The URL at which a file should be published, or on a directory the URL at which its children should be based. Normally it is sufficient to set a single daizu:url property on the directory containing a website, and let the Daizu code figure out what URLs to use for the files and subdirectories inside it.

You might want to also set this on an individual file for an article if it has been imported from somewhere else. For example, when importing articles from another CMS, set a daizu:url value on each article containing it's old URL (if Daizu would otherwise give it a different one). You might then remove the property and republish the articles to get Daizu's default URLs, so that it generates redirects to keep the old ones working.

The value must be an absolute URL. Only URLs using the http scheme have been tested so far, but in principle other hierarchical schemes like ftp should work too.

dc:description

A short description of the article, typically a sentence or paragraph of text. This will be displayed under the title on the pages published for articles (at least by the default templates), and can also appear in blog feeds if they're not configured to use the actual content of the article. If you don't have a meaningful value to put here then it's probably best to leave it unset. Normally it's not a good idea to set it to the same value as the title.

The value should contain text encoded as UTF-8.

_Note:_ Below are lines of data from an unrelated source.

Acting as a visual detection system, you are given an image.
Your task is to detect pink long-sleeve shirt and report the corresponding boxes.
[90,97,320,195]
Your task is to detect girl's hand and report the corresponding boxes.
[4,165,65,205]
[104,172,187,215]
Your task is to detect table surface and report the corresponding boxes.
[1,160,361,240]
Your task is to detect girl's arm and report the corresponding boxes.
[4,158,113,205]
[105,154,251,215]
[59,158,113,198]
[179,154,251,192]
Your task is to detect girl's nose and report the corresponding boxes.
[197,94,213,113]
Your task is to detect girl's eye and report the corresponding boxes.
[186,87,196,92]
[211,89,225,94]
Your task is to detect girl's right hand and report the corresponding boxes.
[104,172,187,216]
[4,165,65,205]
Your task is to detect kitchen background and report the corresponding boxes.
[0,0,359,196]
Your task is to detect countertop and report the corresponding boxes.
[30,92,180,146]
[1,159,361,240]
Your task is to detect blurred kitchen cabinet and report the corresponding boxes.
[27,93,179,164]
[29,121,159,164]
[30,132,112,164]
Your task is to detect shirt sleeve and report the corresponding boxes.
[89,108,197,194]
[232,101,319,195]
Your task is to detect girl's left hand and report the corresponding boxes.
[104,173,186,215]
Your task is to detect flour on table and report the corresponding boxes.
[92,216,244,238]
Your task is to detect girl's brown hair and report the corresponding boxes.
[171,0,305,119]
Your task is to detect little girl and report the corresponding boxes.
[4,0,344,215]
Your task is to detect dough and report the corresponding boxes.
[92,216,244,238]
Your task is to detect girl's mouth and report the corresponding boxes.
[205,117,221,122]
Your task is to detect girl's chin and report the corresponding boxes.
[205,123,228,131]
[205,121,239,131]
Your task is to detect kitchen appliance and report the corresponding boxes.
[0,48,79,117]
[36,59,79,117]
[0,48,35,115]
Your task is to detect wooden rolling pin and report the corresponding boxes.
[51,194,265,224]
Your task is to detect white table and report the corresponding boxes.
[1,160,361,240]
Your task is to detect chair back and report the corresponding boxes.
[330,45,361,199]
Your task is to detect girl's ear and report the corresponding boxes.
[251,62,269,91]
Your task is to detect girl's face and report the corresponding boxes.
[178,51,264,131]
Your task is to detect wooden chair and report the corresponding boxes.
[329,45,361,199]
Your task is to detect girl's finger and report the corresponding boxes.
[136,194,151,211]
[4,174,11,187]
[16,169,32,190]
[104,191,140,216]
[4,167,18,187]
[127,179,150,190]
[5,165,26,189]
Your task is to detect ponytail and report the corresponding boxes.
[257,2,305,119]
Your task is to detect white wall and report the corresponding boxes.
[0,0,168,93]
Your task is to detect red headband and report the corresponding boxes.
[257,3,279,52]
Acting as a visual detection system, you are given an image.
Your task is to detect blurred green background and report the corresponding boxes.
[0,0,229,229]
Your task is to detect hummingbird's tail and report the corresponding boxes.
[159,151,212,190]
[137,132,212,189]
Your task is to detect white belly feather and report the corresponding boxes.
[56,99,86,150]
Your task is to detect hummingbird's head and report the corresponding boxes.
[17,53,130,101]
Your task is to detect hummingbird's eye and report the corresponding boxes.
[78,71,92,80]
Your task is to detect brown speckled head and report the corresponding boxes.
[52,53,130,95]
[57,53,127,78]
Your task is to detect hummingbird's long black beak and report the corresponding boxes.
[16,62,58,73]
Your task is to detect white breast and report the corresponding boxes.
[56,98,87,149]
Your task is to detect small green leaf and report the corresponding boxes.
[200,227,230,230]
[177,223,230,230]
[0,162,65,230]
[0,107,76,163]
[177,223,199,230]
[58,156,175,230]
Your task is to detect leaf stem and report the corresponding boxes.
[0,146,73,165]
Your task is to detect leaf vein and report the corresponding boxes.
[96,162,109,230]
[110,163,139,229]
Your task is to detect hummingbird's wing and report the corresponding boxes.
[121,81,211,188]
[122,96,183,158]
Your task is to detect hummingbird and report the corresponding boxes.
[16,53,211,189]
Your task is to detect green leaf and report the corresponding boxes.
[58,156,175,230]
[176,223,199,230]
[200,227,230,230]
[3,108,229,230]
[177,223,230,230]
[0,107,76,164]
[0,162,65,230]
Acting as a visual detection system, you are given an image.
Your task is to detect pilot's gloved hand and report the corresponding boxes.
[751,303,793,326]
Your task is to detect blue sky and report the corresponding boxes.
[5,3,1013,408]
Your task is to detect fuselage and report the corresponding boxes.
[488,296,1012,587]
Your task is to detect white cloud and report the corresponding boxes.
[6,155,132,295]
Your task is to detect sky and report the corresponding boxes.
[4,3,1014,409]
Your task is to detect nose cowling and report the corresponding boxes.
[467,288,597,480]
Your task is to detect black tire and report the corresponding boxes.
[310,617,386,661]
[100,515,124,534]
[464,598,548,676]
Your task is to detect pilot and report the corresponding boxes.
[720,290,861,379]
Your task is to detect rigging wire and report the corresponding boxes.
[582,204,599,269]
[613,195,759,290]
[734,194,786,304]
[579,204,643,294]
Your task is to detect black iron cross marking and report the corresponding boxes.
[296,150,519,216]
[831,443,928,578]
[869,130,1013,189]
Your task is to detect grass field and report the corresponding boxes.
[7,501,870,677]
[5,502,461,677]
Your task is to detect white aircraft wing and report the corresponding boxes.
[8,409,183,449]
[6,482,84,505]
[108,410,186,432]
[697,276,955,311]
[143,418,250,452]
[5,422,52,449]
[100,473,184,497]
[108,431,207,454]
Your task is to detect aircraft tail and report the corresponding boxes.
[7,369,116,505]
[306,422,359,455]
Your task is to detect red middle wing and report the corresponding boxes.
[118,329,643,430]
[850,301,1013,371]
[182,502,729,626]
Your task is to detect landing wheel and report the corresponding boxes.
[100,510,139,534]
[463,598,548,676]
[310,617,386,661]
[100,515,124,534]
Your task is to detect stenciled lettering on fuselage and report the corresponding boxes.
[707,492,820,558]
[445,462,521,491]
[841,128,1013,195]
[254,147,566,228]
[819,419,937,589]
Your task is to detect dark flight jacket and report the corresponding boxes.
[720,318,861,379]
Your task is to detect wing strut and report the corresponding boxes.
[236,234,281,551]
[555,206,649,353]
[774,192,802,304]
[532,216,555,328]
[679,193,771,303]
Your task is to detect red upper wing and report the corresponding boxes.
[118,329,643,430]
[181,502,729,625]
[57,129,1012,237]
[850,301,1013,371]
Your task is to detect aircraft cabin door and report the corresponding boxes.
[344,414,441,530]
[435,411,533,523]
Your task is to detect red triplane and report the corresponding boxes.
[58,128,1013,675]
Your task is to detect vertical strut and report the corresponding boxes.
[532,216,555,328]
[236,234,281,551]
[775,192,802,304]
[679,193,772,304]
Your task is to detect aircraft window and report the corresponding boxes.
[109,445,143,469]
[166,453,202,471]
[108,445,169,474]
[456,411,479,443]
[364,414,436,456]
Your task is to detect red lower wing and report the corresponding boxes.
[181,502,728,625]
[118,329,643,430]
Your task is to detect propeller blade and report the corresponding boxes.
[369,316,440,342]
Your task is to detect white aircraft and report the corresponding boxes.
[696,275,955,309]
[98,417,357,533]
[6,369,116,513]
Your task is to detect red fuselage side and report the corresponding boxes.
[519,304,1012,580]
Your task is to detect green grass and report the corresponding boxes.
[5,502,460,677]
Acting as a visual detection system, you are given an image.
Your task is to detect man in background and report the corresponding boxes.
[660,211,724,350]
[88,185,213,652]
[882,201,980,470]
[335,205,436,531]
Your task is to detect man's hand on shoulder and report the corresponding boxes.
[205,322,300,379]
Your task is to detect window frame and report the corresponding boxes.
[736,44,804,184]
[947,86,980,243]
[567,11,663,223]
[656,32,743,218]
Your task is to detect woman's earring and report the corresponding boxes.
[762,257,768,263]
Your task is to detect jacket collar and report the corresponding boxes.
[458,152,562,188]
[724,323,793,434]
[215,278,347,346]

Corresponds to the ‘description’ element in Dublin Core.

dc:title

The title of the content in the file. For an article this will be used as by the templates for the title at the top of the article's web page (or pages).

As well as the titles of articles, this is also used on the top directory of a website or blog to set the title of the whole thing.

The value should contain text encoded as UTF-8.

Corresponds to the ‘title’ element in Dublin Core.

dcterms:issued

The date and time at which a file was issued. This might mean the time it was first published on a website, or the time it was created. If this isn't specified, Daizu will use the time at which the file was first committed. This is likely to be appropriate in most cases.

You might want to set a value for this if you're importing old content into Daizu, or if you want to ‘fake’ the time at which an article was published.

The value should be a date and time in the W3C format. If an invalid value is set, then a warning will be issued when it is examined, and it will be ignored.

Corresponds to the ‘issued’ term in Dublin Core.

dcterms:modified

The date and time at which the file was last meaningfully modified. If this isn't specified, Daizu will use the time at which the most recent change was committed to the file, which is usually appropriate.

You might want to set this if you're importing old content from somewhere else (in which case the time of the commit is not really the time the content was last modified, but rather the time it was imported). You can also use this if you want to override Daizu's idea of what constitutes a ‘meaningful’ revision.

The value should be a date and time in the W3C format. If an invalid value is set, then a warning will be issued when it is examined, and it will be ignored.

Corresponds to the ‘modified’ term in Dublin Core.

svn:mime-type

A MIME media type describing the type of the content in a file. Should not appear on directories. This is already used by Subversion to determine whether a file is textual and hence whether diffs should be provided for it. Daizu uses it to record the type of URLs generated from some files (which will be useful if you want to serve content dynamically), and to determine which article loader plugins should be used to load an article's content.

If an article file doesn't have a svn:mime-type property, Daizu uses text/html as the default. For unprocessed files, the default is application/octet-stream, at least if they are being published in the default way, through the unprocessed_urls_info method of the Daizu::Gen class.

The value should be the name of a MIME type, as defined in RFC 2046. Currently Daizu will have problems with MIME types which include options like the character encoding.